Noise simulation (R3) Reviewer 3 requested clarification on the noise simulation in our simulated MRI. In our experiments, we opted for Gaussian noise for two primary reasons: Firstly, the noise in (complex-valued) MRI can be accurately modeled as a Gaussian distribution, reflecting a realistic setting. Secondly, Gaussian noise aligns well with the standard diffusion sampling scheme, representing an ideal setting for the method to perform effectively. Using different noise distributions would necessitate altering the diffusion model training scheme. For our initial proof of concept, we maintained consistency with Gaussian noise.
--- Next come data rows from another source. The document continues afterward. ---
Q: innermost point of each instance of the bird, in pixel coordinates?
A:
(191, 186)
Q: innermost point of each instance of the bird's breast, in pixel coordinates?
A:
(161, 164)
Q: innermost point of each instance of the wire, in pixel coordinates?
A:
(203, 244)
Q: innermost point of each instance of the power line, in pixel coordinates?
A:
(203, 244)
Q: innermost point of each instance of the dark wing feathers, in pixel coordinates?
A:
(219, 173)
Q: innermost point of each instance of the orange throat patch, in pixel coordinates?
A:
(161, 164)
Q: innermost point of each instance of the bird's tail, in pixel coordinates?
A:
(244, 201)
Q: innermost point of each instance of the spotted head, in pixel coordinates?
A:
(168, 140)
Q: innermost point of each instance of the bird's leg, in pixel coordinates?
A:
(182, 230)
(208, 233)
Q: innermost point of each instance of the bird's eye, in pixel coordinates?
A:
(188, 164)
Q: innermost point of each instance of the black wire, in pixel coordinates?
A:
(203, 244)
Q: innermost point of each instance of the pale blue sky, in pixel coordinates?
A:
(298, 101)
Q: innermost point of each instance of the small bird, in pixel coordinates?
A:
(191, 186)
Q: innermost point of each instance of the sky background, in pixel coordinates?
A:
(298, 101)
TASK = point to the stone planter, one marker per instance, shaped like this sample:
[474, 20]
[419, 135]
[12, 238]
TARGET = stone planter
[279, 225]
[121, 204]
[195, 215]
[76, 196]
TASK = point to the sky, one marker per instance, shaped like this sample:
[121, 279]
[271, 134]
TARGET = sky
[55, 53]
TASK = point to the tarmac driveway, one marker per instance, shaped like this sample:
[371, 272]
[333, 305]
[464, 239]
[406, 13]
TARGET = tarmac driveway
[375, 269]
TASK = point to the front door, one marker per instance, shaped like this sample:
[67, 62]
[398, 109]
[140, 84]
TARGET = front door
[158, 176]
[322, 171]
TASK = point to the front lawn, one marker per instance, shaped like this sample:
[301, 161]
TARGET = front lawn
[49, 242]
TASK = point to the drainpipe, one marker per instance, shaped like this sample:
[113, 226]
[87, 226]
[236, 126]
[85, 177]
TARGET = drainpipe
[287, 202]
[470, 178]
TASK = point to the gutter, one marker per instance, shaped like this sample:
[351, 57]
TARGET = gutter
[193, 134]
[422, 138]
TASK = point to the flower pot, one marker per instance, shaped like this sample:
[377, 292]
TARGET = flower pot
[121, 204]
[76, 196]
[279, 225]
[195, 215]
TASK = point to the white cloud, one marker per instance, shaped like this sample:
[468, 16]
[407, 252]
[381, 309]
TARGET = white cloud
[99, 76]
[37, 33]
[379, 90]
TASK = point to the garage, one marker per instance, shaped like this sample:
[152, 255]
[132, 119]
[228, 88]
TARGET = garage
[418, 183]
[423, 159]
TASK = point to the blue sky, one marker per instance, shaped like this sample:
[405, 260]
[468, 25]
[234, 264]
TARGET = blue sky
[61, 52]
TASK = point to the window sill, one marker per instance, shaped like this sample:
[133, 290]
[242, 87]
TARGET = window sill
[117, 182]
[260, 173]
Model prediction after first iteration (R1) R1 inquired about the “model prediction after the first iteration.” This refers to the initial model prediction for x_0 after the first sampling iteration during inference. Typically, diffusion models perform N sampling steps during inference to arrive at the final model prediction. We will clarify this in the manuscript.
Investigation of generalization error (R1) R1 raises the important point of investigating generalization error. We have already addressed this in our experiments by closely monitoring the validation loss and implementing a corresponding stopping criterion during training to prevent overfitting.
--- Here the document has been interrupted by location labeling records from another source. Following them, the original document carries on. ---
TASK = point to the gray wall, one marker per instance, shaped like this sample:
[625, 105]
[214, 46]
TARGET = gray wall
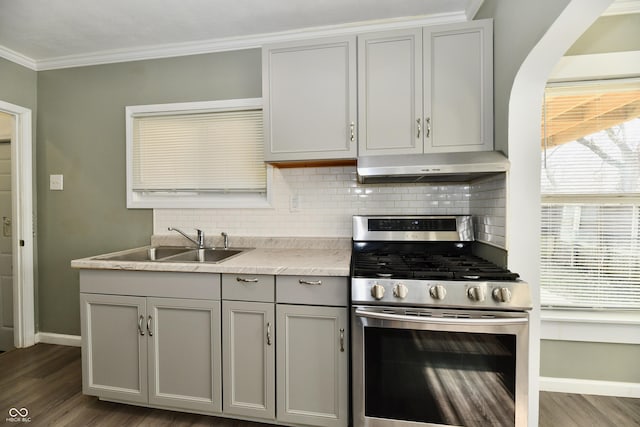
[518, 25]
[81, 134]
[18, 85]
[564, 359]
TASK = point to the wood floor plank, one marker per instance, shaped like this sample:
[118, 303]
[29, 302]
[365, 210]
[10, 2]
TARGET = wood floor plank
[47, 380]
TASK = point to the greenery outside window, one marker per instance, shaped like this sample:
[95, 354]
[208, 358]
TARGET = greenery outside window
[198, 154]
[590, 185]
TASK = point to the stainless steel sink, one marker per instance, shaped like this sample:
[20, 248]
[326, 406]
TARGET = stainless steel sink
[153, 253]
[209, 255]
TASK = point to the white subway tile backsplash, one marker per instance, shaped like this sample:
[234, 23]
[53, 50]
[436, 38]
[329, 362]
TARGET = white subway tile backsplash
[327, 198]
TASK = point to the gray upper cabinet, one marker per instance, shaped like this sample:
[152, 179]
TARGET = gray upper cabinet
[309, 92]
[426, 90]
[390, 92]
[458, 87]
[248, 339]
[312, 365]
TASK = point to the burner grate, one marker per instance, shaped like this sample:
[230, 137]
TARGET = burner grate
[427, 266]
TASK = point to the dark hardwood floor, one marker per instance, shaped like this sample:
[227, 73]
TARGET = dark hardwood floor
[46, 379]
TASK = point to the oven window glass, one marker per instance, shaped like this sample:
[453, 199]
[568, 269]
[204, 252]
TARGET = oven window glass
[449, 378]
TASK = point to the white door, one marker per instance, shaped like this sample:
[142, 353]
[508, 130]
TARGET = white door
[6, 270]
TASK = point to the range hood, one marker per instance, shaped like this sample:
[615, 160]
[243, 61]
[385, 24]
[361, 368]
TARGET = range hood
[437, 167]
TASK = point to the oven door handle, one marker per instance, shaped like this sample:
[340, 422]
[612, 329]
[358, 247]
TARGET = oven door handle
[442, 320]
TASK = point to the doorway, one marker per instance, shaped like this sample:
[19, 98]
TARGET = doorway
[6, 246]
[20, 227]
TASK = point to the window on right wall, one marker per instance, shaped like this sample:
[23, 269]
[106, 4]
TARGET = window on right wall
[590, 186]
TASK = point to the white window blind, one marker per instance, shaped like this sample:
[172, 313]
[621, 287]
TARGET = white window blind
[590, 182]
[218, 151]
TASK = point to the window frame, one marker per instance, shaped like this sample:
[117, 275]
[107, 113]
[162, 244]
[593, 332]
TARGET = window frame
[595, 199]
[151, 199]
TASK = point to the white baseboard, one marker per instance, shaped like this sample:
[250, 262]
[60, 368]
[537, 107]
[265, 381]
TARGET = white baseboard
[60, 339]
[579, 386]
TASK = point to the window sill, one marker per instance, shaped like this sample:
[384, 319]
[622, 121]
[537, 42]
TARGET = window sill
[590, 326]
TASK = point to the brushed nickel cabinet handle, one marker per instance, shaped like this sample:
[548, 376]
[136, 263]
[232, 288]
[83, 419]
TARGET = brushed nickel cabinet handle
[268, 333]
[310, 282]
[140, 329]
[149, 326]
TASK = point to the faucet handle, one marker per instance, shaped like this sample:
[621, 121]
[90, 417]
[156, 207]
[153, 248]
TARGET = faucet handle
[200, 238]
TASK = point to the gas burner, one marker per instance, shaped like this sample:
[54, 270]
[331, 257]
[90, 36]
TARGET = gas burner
[393, 264]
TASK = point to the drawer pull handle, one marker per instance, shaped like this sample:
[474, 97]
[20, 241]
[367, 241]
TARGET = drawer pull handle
[140, 329]
[268, 333]
[310, 282]
[149, 326]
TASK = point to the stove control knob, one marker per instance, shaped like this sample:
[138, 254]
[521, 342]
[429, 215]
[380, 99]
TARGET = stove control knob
[437, 292]
[400, 290]
[377, 291]
[475, 293]
[501, 294]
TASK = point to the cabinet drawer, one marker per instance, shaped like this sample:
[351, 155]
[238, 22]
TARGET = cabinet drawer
[167, 284]
[248, 287]
[313, 290]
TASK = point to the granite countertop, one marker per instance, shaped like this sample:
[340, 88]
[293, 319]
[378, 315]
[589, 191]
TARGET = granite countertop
[283, 256]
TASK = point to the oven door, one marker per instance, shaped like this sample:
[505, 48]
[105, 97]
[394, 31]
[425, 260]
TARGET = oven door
[421, 367]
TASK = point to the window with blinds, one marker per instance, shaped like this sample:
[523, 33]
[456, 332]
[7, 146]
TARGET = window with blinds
[590, 185]
[196, 154]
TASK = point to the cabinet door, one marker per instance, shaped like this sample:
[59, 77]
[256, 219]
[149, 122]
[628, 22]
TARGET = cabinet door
[458, 85]
[312, 365]
[114, 347]
[309, 92]
[248, 340]
[184, 353]
[390, 92]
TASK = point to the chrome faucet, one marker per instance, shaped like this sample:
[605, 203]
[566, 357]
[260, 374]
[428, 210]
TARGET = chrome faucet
[200, 237]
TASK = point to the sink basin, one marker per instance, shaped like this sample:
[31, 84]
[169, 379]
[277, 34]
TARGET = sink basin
[153, 253]
[204, 255]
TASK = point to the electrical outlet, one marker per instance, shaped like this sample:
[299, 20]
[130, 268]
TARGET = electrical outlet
[294, 203]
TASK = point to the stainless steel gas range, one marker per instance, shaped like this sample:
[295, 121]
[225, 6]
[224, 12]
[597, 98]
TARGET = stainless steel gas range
[440, 336]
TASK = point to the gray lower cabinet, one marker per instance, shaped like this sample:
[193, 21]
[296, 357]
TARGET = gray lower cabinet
[248, 340]
[162, 351]
[312, 365]
[114, 354]
[144, 344]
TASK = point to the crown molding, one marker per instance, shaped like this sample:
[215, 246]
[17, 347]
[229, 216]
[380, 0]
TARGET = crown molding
[237, 43]
[472, 8]
[17, 58]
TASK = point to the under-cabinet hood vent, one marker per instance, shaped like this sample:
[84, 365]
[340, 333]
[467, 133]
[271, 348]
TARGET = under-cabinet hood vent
[438, 167]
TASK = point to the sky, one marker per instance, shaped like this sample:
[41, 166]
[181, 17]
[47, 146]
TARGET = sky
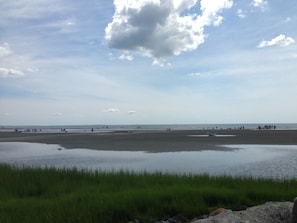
[65, 62]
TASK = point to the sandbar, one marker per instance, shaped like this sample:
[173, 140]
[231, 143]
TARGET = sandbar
[157, 141]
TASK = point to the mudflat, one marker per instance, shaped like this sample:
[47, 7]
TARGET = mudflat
[157, 141]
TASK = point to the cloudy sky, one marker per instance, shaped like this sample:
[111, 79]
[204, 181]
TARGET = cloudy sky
[147, 61]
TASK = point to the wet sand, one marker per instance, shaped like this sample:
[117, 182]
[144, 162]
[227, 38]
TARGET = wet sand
[157, 141]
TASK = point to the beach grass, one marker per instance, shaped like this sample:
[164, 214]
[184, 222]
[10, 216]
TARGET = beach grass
[72, 195]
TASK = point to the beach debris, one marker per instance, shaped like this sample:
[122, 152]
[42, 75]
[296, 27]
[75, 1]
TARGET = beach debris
[218, 211]
[270, 212]
[176, 219]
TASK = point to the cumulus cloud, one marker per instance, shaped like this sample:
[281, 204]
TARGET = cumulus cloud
[57, 114]
[197, 74]
[112, 110]
[260, 3]
[161, 28]
[126, 56]
[5, 72]
[131, 112]
[5, 49]
[241, 14]
[280, 40]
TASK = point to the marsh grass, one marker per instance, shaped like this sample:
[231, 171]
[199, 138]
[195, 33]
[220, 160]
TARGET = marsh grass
[71, 195]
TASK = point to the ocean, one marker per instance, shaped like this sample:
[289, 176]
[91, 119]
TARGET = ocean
[110, 128]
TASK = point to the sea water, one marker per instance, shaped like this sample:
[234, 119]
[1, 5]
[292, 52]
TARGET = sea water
[265, 161]
[110, 128]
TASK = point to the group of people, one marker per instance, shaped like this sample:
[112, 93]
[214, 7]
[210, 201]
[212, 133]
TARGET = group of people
[267, 127]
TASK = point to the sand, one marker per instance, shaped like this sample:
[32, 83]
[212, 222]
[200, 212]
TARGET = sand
[157, 141]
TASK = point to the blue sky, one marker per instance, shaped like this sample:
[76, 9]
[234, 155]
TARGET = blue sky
[147, 62]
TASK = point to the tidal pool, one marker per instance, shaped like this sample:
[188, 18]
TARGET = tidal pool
[267, 161]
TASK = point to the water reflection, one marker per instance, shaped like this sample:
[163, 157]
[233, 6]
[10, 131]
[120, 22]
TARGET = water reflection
[245, 160]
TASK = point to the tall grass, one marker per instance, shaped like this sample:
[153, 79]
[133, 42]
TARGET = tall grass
[51, 195]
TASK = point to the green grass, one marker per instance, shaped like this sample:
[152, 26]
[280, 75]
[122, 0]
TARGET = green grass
[69, 196]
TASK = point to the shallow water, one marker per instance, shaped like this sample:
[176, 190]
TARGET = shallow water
[268, 161]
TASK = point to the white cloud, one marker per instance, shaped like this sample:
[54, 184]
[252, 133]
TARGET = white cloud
[112, 110]
[5, 49]
[280, 40]
[241, 14]
[5, 72]
[197, 74]
[131, 112]
[260, 3]
[126, 56]
[160, 29]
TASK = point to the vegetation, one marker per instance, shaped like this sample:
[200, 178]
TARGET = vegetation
[51, 195]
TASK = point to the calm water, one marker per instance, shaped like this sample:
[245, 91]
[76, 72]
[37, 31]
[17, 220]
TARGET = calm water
[268, 161]
[108, 128]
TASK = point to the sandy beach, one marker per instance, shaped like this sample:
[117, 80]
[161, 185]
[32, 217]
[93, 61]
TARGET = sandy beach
[157, 141]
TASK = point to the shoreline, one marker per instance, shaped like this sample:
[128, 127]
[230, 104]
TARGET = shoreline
[157, 140]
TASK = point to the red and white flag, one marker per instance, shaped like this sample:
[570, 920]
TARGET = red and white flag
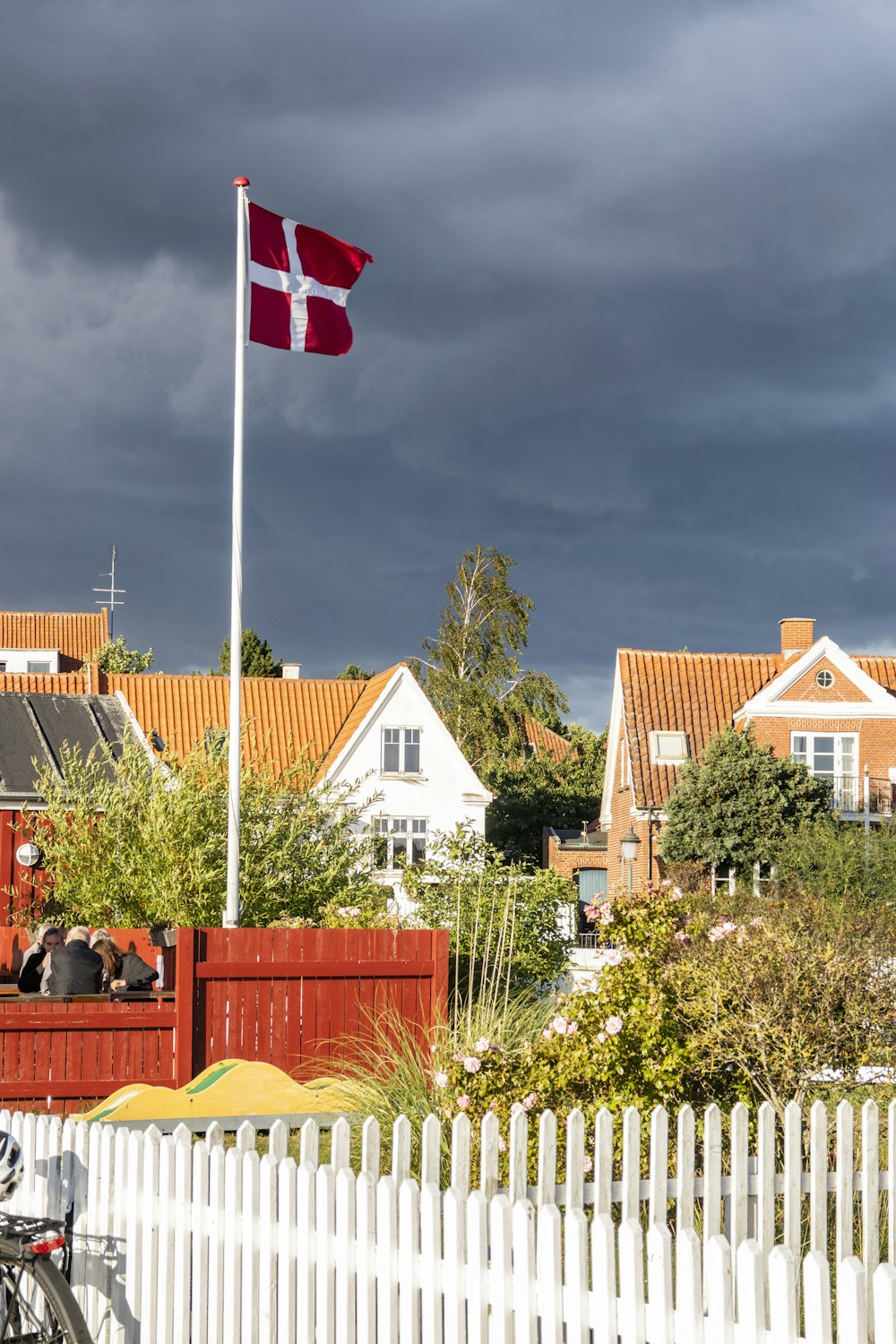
[300, 281]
Synthetic data details (R4) Reviewer 4 highlighted the need for clarification regarding the number of samples used for training, validation, and testing. We will include this information in the final version of the paper: we generated a total of 720 slices for training and 240 each for validation and testing. For Figure 2 we used a random subset of 50 slices from the test set.
We appreciate the reviewers’ additional suggestions and will incorporate them into the final version of the manuscript.
Meta-Review
Meta-review #1
- After you have reviewed the rebuttal and updated reviews, please provide your recommendation based on all reviews and the authors’ rebuttal.
Accept
- Please justify your recommendation. You may optionally write justifications for ‘accepts’, but are expected to write a justification for ‘rejects’
N/A
- What is the rank of this paper among all your rebuttal papers? Use a number between 1/n (best paper in your stack) and n/n (worst paper in your stack of n papers). If this paper is among the bottom 30% of your stack, feel free to use NR (not ranked).
N/A
Meta-review #2
- After you have reviewed the rebuttal and updated reviews, please provide your recommendation based on all reviews and the authors’ rebuttal.
Accept
- Please justify your recommendation. You may optionally write justifications for ‘accepts’, but are expected to write a justification for ‘rejects’
The authors well addressed the issues raised by the reviewers during rebuttal.
- What is the rank of this paper among all your rebuttal papers? Use a number between 1/n (best paper in your stack) and n/n (worst paper in your stack of n papers). If this paper is among the bottom 30% of your stack, feel free to use NR (not ranked).
The authors well addressed the issues raised by the reviewers during rebuttal.